Crise politique en Tunisie : c'est "un coup de force", pas encore "une dictature"

Il est encore trop tôt pour dire que nous sommes dans une dictature mais il y a eu un coup de force constitutionnel. Il est clair qu'il y a une utilisation abusive de ce fameux article 80 de la Constitution tunisienne qui ressemble à l'article 16 de la Constitution française : pas de consultation du président du Parlement, pas de consultation du chef du gouvernement. C'est un coup de force inconstitutionnel, anticonstitutionnel, mais de là à parler de dictature, il faut être prudent et attendre.

Il y a deux scénarios possibles : soit c'est un coup de force provisoire, temporaire, qui vise pour le président de la République à reprendre son avantage, à imposer ses ministres, ses politiques publiques, soit c'est le début d'un processus autoritaire, de personnalisation du pouvoir, de présidentialisation du pouvoir et le passage de la deuxième République démocratique vers une troisième République très incertaine dans son orientation qui serait beaucoup plus autoritaire que celle de la deuxième.

La crise sanitaire

La crise sanitaire a été un catalyseur, un révélateur, un accélérateur. On était déjà dans une crise politique institutionnelle profonde. Les deux têtes de l'exécutif ne se parlaient plus, le président de la République n'a jamais caché depuis sa campagne électorale qu'il n'aime pas beaucoup les partis politiques, qu'il considère que c'est la magouille, la corruption. Il a toujours voulu gouverner un peu seul face à une Assemblée qui a aussi fait énormément de bêtises, a été incapable de gérer la crise sociale, économique, sanitaire.

La Tunisie est très divisée et une grande partie des Tunisiens considère que c'est lui le continuateur de la révolution, d'une certaine forme de démocratie, face à une Tunisie beaucoup plus inquiète qui pense que c'est la première étape vers un retour à un régime très autoritaire, présidentiel, personnalisé. Ces deux Tunisie se regardent en chien de faïence mais on ne peut pas parler aujourd'hui de conflit et surtout pas de guerre civile. Nous ne sommes pas encore dans ce scénario catastrophe.

Incurie de la classe politique

Il y a effectivement une incurie de la classe politique : les partis politiques, le bloc islamo-conservateur a mal géré cette crise. Il s'est enfermé dans des querelles politiciennes, des affaires financières, d'affairisme. Face à ça, le président de la République a lui fait preuve d'autisme politique. C'est un homme seul qui n'a pas de parti au Parlement. Il a voulu défendre son pré carré présidentiel.

Il faut espérer qu'on revienne à une sorte de ligne de sagesse républicaine, notamment pour que la Tunisie puisse rester cette exception, ce modèle démocratique qui a montré la voie au monde arabe en 2011 en chassant le dictateur Ben Ali.

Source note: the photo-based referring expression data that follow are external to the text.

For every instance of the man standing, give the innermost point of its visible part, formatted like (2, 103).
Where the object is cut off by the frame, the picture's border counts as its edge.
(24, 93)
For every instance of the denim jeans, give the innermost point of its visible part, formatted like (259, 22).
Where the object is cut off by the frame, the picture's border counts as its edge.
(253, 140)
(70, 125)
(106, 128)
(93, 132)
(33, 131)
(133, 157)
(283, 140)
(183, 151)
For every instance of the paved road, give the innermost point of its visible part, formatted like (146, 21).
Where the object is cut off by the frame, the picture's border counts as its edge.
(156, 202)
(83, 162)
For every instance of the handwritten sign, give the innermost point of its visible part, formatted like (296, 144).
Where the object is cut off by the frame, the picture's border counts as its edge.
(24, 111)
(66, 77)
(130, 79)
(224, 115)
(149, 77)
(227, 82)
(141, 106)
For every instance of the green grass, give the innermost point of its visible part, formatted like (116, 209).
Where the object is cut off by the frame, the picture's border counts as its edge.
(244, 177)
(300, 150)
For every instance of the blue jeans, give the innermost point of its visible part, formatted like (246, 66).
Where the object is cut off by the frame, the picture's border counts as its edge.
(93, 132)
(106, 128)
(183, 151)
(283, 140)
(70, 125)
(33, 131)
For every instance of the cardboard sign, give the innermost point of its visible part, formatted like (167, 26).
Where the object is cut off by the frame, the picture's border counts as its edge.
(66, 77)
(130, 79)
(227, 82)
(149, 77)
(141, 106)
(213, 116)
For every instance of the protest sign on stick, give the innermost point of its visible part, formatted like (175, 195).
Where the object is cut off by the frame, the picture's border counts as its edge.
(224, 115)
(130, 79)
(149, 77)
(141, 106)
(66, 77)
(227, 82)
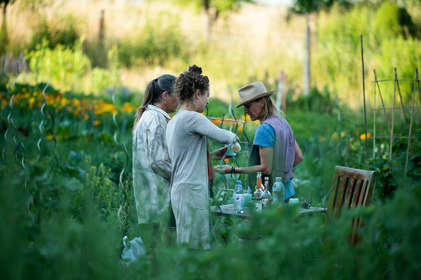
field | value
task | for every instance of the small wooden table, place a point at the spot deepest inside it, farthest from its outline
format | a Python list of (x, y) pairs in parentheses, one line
[(227, 210)]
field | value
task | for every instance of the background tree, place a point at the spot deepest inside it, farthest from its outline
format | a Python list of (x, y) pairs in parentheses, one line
[(3, 32), (214, 8)]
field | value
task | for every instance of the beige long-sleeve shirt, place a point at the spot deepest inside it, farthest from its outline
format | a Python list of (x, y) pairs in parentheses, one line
[(151, 166), (187, 146)]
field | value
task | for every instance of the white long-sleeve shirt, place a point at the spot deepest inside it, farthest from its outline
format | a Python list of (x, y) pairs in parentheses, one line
[(151, 166)]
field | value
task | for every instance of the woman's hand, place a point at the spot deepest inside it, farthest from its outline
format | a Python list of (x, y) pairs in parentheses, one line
[(219, 153), (236, 138), (223, 169)]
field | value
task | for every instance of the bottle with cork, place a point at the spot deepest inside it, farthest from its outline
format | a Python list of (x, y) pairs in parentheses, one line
[(266, 197), (258, 192)]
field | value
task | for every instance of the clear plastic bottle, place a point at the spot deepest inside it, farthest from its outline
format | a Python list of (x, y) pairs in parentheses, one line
[(235, 147), (278, 191), (239, 198), (258, 192), (266, 194)]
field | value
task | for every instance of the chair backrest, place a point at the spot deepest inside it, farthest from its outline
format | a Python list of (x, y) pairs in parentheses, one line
[(350, 188)]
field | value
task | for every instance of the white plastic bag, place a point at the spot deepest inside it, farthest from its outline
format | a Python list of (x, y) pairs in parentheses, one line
[(133, 250)]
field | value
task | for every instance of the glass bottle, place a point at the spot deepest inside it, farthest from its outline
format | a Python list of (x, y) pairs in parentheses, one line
[(278, 191), (266, 193), (258, 192), (239, 198)]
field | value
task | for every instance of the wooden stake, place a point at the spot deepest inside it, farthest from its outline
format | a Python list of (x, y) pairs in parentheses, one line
[(393, 121), (346, 156), (381, 98), (410, 124), (365, 111), (374, 122), (400, 96)]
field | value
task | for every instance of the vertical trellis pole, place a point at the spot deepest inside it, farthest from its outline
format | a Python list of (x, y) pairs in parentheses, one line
[(365, 111), (410, 124), (381, 98), (393, 121), (374, 122)]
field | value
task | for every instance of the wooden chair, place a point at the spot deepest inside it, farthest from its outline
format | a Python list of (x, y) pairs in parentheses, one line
[(350, 188)]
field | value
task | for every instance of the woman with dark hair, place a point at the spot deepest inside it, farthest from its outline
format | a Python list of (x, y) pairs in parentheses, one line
[(187, 135), (151, 162), (275, 151)]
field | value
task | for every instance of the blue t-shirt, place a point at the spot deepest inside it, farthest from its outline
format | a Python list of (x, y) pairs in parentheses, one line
[(265, 136)]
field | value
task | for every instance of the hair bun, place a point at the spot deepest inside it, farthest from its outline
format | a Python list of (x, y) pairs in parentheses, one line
[(195, 69)]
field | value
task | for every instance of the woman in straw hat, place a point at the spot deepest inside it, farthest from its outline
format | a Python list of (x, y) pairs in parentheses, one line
[(275, 151), (187, 135)]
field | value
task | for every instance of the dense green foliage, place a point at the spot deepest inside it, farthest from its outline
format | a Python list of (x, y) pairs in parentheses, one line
[(64, 210), (61, 220)]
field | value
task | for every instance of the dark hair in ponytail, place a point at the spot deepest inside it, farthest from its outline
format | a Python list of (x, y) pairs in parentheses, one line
[(153, 93), (190, 81)]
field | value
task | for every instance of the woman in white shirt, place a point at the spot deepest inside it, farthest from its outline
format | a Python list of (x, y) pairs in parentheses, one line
[(151, 162), (187, 135)]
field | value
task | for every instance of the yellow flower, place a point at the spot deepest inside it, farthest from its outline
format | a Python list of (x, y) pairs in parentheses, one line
[(363, 136), (31, 102)]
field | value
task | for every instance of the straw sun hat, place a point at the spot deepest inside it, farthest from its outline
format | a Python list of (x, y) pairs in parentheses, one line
[(252, 92)]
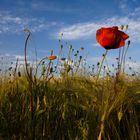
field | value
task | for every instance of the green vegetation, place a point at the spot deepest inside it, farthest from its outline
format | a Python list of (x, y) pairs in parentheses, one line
[(68, 102)]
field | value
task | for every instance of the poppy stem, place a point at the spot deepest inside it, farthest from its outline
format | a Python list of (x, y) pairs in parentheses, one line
[(125, 58), (101, 64)]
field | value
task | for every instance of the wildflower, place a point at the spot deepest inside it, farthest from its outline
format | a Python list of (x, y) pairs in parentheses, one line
[(82, 48), (19, 74), (52, 57), (63, 58), (111, 38)]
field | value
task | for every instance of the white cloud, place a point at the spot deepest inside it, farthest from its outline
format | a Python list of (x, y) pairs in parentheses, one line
[(87, 30), (10, 24)]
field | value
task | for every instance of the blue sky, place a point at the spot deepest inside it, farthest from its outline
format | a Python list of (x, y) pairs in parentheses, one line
[(77, 19)]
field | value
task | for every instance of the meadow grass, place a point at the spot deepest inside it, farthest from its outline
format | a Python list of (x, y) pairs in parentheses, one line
[(72, 107), (69, 102)]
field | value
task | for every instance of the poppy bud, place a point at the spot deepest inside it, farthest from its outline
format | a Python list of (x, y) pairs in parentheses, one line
[(129, 42), (19, 74), (51, 69), (121, 27), (126, 26), (80, 57)]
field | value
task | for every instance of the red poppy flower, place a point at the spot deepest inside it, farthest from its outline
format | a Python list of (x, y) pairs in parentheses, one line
[(52, 57), (111, 38)]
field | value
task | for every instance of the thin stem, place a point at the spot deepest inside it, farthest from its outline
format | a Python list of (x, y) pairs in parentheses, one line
[(125, 58), (101, 65)]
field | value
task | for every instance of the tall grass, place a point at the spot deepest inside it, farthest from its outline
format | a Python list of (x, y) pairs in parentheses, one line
[(65, 103)]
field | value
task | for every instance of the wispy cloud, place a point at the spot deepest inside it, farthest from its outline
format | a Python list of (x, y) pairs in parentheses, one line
[(87, 30), (52, 7), (15, 24)]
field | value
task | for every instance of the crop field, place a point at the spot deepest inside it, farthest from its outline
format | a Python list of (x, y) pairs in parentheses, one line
[(60, 98)]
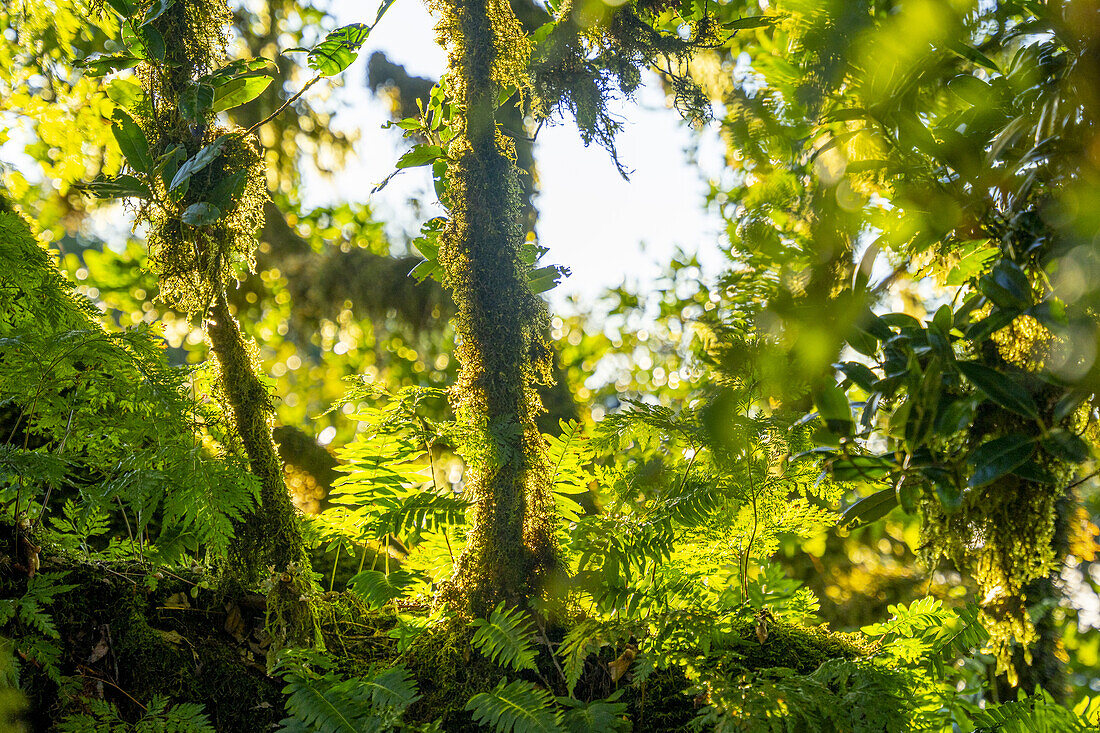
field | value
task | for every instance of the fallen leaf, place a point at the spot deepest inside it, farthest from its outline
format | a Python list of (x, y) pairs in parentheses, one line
[(177, 601)]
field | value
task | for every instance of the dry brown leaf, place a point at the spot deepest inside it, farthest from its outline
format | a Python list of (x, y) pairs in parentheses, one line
[(619, 667)]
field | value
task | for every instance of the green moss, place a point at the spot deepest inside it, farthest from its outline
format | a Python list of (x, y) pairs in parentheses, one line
[(151, 649), (499, 323), (448, 674)]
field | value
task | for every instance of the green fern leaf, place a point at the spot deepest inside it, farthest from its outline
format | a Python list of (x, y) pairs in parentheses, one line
[(518, 707), (596, 717), (505, 637), (377, 588)]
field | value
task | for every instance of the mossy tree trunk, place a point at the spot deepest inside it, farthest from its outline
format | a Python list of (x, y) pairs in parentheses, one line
[(501, 324), (194, 265)]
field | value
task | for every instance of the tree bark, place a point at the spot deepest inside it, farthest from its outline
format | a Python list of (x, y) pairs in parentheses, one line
[(501, 325)]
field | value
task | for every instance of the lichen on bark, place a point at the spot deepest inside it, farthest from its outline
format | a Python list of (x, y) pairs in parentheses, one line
[(501, 324), (194, 264)]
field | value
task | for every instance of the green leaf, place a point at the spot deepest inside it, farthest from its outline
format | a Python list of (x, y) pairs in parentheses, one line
[(867, 468), (859, 374), (120, 187), (956, 416), (999, 457), (604, 715), (505, 638), (101, 65), (999, 387), (123, 8), (833, 406), (195, 101), (518, 707), (132, 142), (1067, 446), (227, 192), (972, 54), (1007, 286), (338, 50), (201, 159), (755, 21), (870, 509), (201, 215), (546, 279), (420, 155), (157, 9), (239, 91), (377, 588), (125, 94)]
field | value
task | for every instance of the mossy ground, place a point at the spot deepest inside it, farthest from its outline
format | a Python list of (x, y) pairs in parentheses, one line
[(127, 635)]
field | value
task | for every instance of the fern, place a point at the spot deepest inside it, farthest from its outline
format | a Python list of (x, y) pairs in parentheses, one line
[(160, 718), (378, 588), (607, 715), (1037, 713), (506, 638), (321, 701), (517, 707)]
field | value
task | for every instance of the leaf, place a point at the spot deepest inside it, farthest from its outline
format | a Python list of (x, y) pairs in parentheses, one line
[(101, 65), (505, 637), (833, 406), (393, 688), (604, 715), (870, 509), (868, 468), (999, 387), (239, 91), (546, 279), (123, 8), (377, 588), (125, 94), (1067, 446), (119, 187), (1007, 286), (420, 155), (131, 141), (972, 54), (338, 50), (999, 457), (157, 9), (201, 159), (201, 215), (747, 23), (195, 101), (518, 707)]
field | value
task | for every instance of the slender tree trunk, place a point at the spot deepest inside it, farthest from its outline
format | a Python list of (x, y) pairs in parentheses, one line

Une démocratie est toujours fragile et elle l'est encore plus quand elle sort de 50 ans d'autoritarisme, de 23 ans de dictateur Ben Ali. De ce point de vue-là, il est vrai que la Constitution avait encore laissé des pouvoirs au président de la République, il aurait peut-être fallu opter pour les Tunisiens pour un régime parlementaire à l'allemande ou à la suédoise, en réduisant les pouvoirs du Président.

On est là dans une dualité du pouvoir. Le pays souffre énormément de problèmes économiques et sociaux, indépendamment de la volonté de tous les gouvernants. Cela favorise les entreprises autoritaires et hasardeuses, comme celle que fait un peu le président de la République. Il ne s'agit pas de donner une vision négative de ce président mais il s'agit de dire quand même qu'il a une conception très autoritaire et très personnelle du pouvoir et de la démocratie tunisienne.

L’orientalisme politique a de beaux jours devant lui

Il y a l’orientalisme des Occidentaux qui considèrent que les peuples arabes sont éternellement mineurs et qu’il leur faut donc des dictateurs, des hommes forts pour les gouverner. Edward Saïd a écrit des pages magnifiques sur cette premières forme d’orientalisme.

Il y a aussi l’orientalisme de certains « intellectuels arabes » qui considèrent que la démocratie parlementaire et le pluripartisme ne sont pas vraiment adaptés aux sociétés arabes et qu’il est préférable de confier leur destin à des hommes providentiels qui comprennent instinctivement les besoins du peuple.

Et au bout du compte, il y a des apprentis sorciers ou des « aspirants dictateurs » qui, avec l’appui des puissances occidentales attachées au credo sécurité/stabilité, continuent à infantiliser les peuples arabes et à les éloigner toujours plus de l’horizon démocratique.